«L’insulte»: blessures de guerre

À partir d’une simple dispute prenant des proportions hors normes, le cinéaste Ziad Doueiri livre un portrait dénué de parti pris d’un pays marqué à jamais par la guerre et les conflits sans issue.
Photo: Diaphana Films À partir d’une simple dispute prenant des proportions hors normes, le cinéaste Ziad Doueiri livre un portrait dénué de parti pris d’un pays marqué à jamais par la guerre et les conflits sans issue.

Nommé dans la catégorie du meilleur film en langue étrangère aux Oscar, L’insulte, de Ziad Doueiri (West Beyrouth, L’attentat), met en scène deux hommes déracinés dont la rencontre provoquera à leur corps défendant un conflit à la grandeur du pays. Si le point de départ imaginé par le réalisateur libanais et sa coscénariste Joëlle Touma donne lieu à un drame judiciaire par endroits rigide et artificiel, l’ensemble n’en est pas moins prenant et captivant.

À Beyrouth, Toni (Adel Karam) et Shirine (Rita Hayek) attendent fébrilement la venue de leur premier enfant. Lasse de Beyrouth, Shirine fait part de son désir de s’installer à Damour, lieu de naissance de Toni, ce qui provoque des tensions dans le couple. Si d’emblée Toni, modeste garagiste, apparaît comme un homme antipathique, on sent chez lui de profondes blessures alors qu’il regarde un discours de Bachir Gemayel, chef de la milice chrétienne assassiné en 1982.

Contremaître à la solde d’une entreprise responsable de l’entretien du quartier où vivent Toni et Shirine, Yasser (Kamel El Basha, prix du meilleur acteur à la Mostra) ordonne à ses ouvriers de réparer la gouttière de leur appartement. Ce qui a l’heur de déplaire à Toni, qui s’empresse de faire éclater le tuyau. S’ensuit un échange musclé à la fin duquel Yasser, que le metteur en scène présente comme un homme réservé et stoïque, traite Toni de « sale con ».

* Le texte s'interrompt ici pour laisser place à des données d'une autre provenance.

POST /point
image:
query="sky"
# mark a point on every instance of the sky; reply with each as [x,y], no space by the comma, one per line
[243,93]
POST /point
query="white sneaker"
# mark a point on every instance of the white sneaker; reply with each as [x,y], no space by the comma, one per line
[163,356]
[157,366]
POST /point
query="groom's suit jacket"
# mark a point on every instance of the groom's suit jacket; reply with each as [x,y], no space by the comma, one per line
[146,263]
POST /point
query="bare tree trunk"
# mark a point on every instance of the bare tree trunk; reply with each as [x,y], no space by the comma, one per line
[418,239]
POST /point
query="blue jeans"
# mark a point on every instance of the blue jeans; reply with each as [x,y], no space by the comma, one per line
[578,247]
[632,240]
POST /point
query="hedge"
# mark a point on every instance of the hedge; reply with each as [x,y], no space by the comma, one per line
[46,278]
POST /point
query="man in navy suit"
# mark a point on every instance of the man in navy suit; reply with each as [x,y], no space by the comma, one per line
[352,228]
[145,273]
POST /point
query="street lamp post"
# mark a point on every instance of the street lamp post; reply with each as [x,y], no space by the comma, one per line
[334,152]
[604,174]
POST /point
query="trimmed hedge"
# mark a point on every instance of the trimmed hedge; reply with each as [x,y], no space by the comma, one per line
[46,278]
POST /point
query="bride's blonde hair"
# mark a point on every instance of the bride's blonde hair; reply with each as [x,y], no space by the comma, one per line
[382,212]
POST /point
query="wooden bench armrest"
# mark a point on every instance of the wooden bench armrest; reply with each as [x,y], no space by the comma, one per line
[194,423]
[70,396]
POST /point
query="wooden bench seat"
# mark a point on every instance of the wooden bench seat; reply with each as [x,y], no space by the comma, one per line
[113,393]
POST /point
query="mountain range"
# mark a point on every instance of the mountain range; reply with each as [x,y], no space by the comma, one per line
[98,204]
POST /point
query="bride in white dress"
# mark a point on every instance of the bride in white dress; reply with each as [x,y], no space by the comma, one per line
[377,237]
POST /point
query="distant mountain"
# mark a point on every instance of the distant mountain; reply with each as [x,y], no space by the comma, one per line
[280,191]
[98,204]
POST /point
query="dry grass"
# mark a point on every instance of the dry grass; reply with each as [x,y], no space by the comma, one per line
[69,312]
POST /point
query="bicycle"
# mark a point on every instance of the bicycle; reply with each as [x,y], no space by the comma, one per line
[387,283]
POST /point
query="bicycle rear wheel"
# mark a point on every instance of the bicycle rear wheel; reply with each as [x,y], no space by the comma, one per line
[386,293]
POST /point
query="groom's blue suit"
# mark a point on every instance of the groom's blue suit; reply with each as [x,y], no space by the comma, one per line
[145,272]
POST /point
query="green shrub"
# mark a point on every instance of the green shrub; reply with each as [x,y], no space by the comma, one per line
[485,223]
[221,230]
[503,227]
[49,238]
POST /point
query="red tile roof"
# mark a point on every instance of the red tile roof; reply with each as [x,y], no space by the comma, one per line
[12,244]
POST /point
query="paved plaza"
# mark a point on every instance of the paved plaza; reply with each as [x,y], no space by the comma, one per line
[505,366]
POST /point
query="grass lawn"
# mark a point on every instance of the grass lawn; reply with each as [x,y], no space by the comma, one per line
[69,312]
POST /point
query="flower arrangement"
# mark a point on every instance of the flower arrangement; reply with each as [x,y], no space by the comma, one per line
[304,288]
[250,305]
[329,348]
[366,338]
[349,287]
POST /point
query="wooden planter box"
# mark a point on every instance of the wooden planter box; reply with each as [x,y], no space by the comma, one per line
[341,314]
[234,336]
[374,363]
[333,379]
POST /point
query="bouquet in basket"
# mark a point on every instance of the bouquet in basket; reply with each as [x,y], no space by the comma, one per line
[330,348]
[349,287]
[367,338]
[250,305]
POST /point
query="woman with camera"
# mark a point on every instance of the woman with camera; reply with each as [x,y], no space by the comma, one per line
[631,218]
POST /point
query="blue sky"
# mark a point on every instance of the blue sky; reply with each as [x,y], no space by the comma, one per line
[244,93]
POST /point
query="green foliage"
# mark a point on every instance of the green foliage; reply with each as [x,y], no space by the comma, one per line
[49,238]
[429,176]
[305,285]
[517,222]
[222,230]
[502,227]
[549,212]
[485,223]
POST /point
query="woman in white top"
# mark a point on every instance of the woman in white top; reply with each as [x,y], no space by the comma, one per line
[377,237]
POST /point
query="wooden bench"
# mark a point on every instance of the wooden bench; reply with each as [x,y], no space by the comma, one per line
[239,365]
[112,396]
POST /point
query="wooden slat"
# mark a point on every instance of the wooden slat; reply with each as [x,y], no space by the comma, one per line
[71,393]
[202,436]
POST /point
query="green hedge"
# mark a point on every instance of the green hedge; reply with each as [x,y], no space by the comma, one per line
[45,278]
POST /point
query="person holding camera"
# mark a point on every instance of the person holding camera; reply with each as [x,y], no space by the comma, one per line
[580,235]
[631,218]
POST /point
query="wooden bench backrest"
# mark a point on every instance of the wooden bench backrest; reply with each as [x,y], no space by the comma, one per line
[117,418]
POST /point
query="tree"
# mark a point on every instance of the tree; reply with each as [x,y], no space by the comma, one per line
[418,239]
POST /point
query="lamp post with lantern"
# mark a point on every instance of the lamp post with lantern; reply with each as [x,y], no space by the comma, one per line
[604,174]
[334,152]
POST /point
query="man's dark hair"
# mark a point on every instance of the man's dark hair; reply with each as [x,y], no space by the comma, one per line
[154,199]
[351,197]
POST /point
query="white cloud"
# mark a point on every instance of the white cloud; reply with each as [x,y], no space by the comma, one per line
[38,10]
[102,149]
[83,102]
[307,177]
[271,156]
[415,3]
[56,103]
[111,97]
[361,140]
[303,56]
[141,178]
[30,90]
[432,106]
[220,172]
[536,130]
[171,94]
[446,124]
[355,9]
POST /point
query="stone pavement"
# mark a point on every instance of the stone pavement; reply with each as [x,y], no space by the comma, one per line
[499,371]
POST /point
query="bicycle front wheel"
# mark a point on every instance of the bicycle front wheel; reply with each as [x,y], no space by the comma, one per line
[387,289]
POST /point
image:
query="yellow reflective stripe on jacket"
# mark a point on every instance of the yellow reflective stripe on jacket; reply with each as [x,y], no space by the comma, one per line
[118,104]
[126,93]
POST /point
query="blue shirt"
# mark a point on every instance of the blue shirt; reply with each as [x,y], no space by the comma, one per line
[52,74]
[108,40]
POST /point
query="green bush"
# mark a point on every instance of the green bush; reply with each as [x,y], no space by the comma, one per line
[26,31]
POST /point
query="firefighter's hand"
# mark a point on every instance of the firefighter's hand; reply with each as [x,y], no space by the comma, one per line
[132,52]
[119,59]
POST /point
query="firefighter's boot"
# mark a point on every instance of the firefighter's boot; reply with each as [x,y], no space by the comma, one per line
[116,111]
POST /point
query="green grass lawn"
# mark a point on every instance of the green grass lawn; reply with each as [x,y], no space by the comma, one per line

Afin d’éviter de perdre son emploi, Yasser est contraint de présenter ses excuses à Toni. Devant l’incapacité de Yasser à le faire, Toni lui balance alors : « Ariel Sharon aurait dû vous exterminer ! » Yasser, réfugié palestinien, assène alors un coup de poing à Toni, fervent chrétien. Ayant perdu son premier procès contre Yasser, Toni engage un avocat qui a plus d’un tour dans son sac, Wajdi Wehbe (Camille Salamé), pour le second procès. Yasser est alors représenté par une avocate sensible et ambitieuse, Nadine Wehbe (Diamand Bou Abboud), fille de Wajdi. L’affaire divisera bientôt la nation.

Usage d’archives

À partir d’une simple dispute prenant des proportions hors normes, Ziad Doueiri livre un portrait dénué de parti pris d’un pays marqué à jamais par la guerre et les conflits sans issue. Ainsi, sans omettre le drame subi par le peuple palestinien, il n’hésite pas à recourir aux archives afin de rappeler le massacre de Damour de 1976, perpétré par les milices palestiniennes, l’un des épisodes les plus sanglants de la guerre du Liban.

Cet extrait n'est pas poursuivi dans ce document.